Let `[x]` denote the greatest integer function. The number of solutions of the equation `x^(2)-3x+[x]=0` in `[0,3]` is

To solve the equation \( x^2 - 3x + [x] = 0 \) where \([x]\) denotes the greatest integer function, we will analyze the equation in different intervals based on the value of \([x]\). ### Step 1: Define the intervals based on \([x]\) The greatest integer function \([x]\) takes integer values.

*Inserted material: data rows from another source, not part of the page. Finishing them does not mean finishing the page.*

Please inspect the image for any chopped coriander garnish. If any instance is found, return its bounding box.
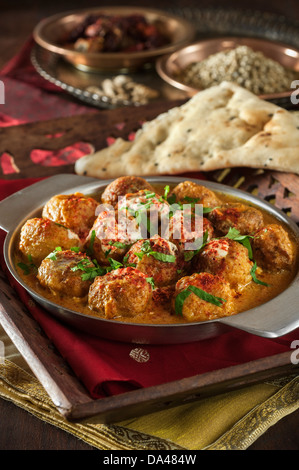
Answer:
[47,246,62,261]
[225,227,254,259]
[109,240,128,250]
[184,230,209,261]
[108,258,123,269]
[250,261,269,287]
[135,240,176,263]
[175,286,226,315]
[18,255,37,276]
[87,230,96,256]
[146,277,155,289]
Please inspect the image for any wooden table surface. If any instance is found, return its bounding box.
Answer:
[0,0,299,450]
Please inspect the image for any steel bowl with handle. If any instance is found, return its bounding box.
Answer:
[0,174,299,344]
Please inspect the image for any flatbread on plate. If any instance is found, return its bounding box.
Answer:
[75,82,299,179]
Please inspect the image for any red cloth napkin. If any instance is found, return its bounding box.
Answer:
[0,179,298,398]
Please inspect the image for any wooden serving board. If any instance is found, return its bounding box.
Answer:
[0,102,299,423]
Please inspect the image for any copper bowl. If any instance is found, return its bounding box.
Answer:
[33,7,195,72]
[156,37,299,99]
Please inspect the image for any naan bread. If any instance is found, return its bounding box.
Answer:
[75,82,299,179]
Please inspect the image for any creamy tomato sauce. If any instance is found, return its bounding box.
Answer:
[15,185,298,324]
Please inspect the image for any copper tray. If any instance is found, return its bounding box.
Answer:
[33,6,195,71]
[0,103,299,423]
[156,36,299,100]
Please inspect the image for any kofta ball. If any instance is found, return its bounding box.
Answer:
[126,236,181,287]
[37,250,95,298]
[84,210,139,265]
[117,189,170,239]
[19,217,81,266]
[42,193,98,239]
[88,267,152,319]
[194,238,253,291]
[172,273,234,322]
[170,181,220,207]
[208,202,264,235]
[101,176,154,206]
[169,209,214,252]
[252,224,295,271]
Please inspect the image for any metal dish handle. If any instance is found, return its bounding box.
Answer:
[220,277,299,338]
[0,174,100,232]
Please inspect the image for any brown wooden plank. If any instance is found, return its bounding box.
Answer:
[0,101,182,179]
[0,271,295,423]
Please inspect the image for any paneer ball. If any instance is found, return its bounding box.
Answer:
[126,236,181,287]
[88,267,152,319]
[171,181,220,207]
[208,202,264,235]
[19,217,81,266]
[172,273,234,322]
[169,209,214,251]
[194,238,253,291]
[84,209,138,265]
[37,250,94,298]
[101,176,154,206]
[42,193,98,239]
[252,224,295,272]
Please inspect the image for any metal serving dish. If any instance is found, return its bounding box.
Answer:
[0,174,299,344]
[33,6,195,72]
[156,36,299,100]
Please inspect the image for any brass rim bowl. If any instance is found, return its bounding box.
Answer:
[33,6,195,72]
[156,37,299,99]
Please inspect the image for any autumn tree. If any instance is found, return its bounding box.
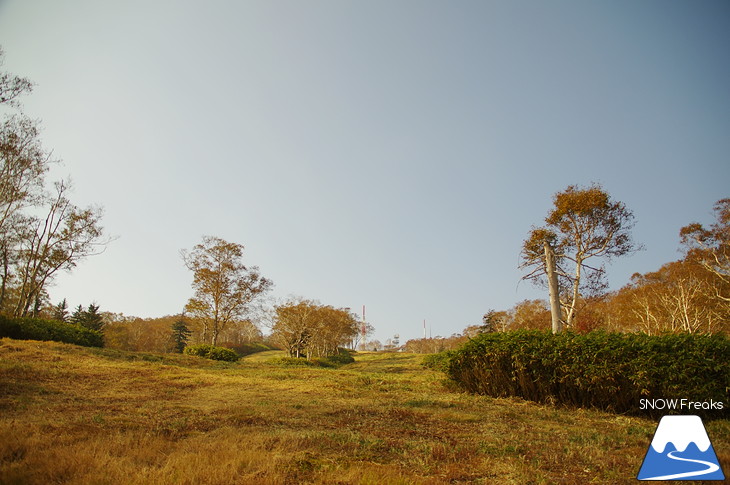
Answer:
[181,236,272,346]
[172,315,192,354]
[520,185,638,332]
[53,298,68,323]
[679,199,730,316]
[0,50,109,317]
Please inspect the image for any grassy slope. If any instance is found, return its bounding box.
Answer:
[0,339,730,485]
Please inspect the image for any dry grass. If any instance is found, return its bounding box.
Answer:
[0,339,730,485]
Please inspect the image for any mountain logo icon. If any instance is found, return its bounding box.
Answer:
[636,416,725,480]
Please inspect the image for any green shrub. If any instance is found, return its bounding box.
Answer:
[421,350,455,372]
[229,342,274,357]
[434,331,730,417]
[323,348,355,366]
[0,316,104,347]
[183,344,238,362]
[275,349,355,368]
[273,357,318,367]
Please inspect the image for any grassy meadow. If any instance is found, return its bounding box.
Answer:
[0,339,730,485]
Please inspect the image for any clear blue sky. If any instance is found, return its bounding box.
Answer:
[0,0,730,341]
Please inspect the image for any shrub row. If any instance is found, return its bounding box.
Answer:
[0,316,104,347]
[183,344,238,362]
[440,331,730,417]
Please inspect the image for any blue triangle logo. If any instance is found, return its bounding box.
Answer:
[636,416,725,480]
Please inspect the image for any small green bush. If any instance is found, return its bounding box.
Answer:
[275,349,355,368]
[0,316,104,347]
[421,350,455,372]
[440,331,730,417]
[323,348,355,366]
[183,344,238,362]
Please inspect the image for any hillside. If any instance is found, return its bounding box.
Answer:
[0,339,730,485]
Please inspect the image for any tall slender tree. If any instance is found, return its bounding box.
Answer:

In the interval \([0, 3]\), we have three cases to consider: 1. \(0 \leq x < 1\) where \([x] = 0\) 2. \(1 \leq x < 2\) where \([x] = 1\) 3. \(2 \leq x < 3\) where \([x] = 2\) 4. \(x = 3\) where \([x] = 3\) ### Step 2: Analyze each case **Case 1: \(0 \leq x < 1\)** Here, \([x] = 0\). The equation becomes: \[ x^2 - 3x + 0 = 0 \implies x^2 - 3x = 0 \] Factoring gives: \[ x(x - 3) = 0 \] The solutions are \(x = 0\) and \(x = 3\). However, since \(x\) must be in the interval \([0, 1)\), we only accept \(x = 0\) as a valid solution. **Case 2: \(1 \leq x < 2\)** Here, \([x] = 1\). The equation becomes: \[ x^2 - 3x + 1 = 0 \] Using the quadratic formula: \[ x = \frac{-b \pm \sqrt{b^2 - 4ac}}{2a} = \frac{3 \pm \sqrt{9 - 4}}{2} = \frac{3 \pm \sqrt{5}}{2} \] Calculating the roots: \[ x_1 = \frac{3 + \sqrt{5}}{2} \quad \text{and} \quad x_2 = \frac{3 - \sqrt{5}}{2} \] Approximating the values: - \(x_1 \approx 2.618\) (not in the interval \([1, 2)\)) - \(x_2 \approx 0.382\) (not in the interval \([1, 2)\)) Thus, there are no valid solutions in this interval. **Case 3: \(2 \leq x < 3\)** Here, \([x] = 2\). The equation becomes: \[ x^2 - 3x + 2 = 0 \] Factoring gives: \[ (x - 1)(x - 2) = 0 \] The solutions are \(x = 1\) and \(x = 2\). However, since \(x\) must be in the interval \([2, 3)\), we only accept \(x = 2\) as a valid solution. **Case 4: \(x = 3\)** Here, \([x] = 3\). The equation becomes: \[ x^2 - 3x + 3 = 0 \] Calculating the discriminant: \[ D = b^2 - 4ac = 9 - 12 = -3 \] Since the discriminant is negative, there are no real solutions at \(x = 3\). ### Step 3: Count the valid solutions From the analysis: - From Case 1: 1 solution (\(x = 0\)) - From Case 2: 0 solutions - From Case 3: 1 solution (\(x = 2\)) - From Case 4: 0 solutions Thus, the total number of solutions in the interval \([0, 3]\) is: \[ \text{Total Solutions} = 1 + 0 + 1 + 0 = 2 \] ### Final Answer The number of solutions of the equation \(x^2 - 3x + [x] = 0\) in \([0, 3]\) is **2**.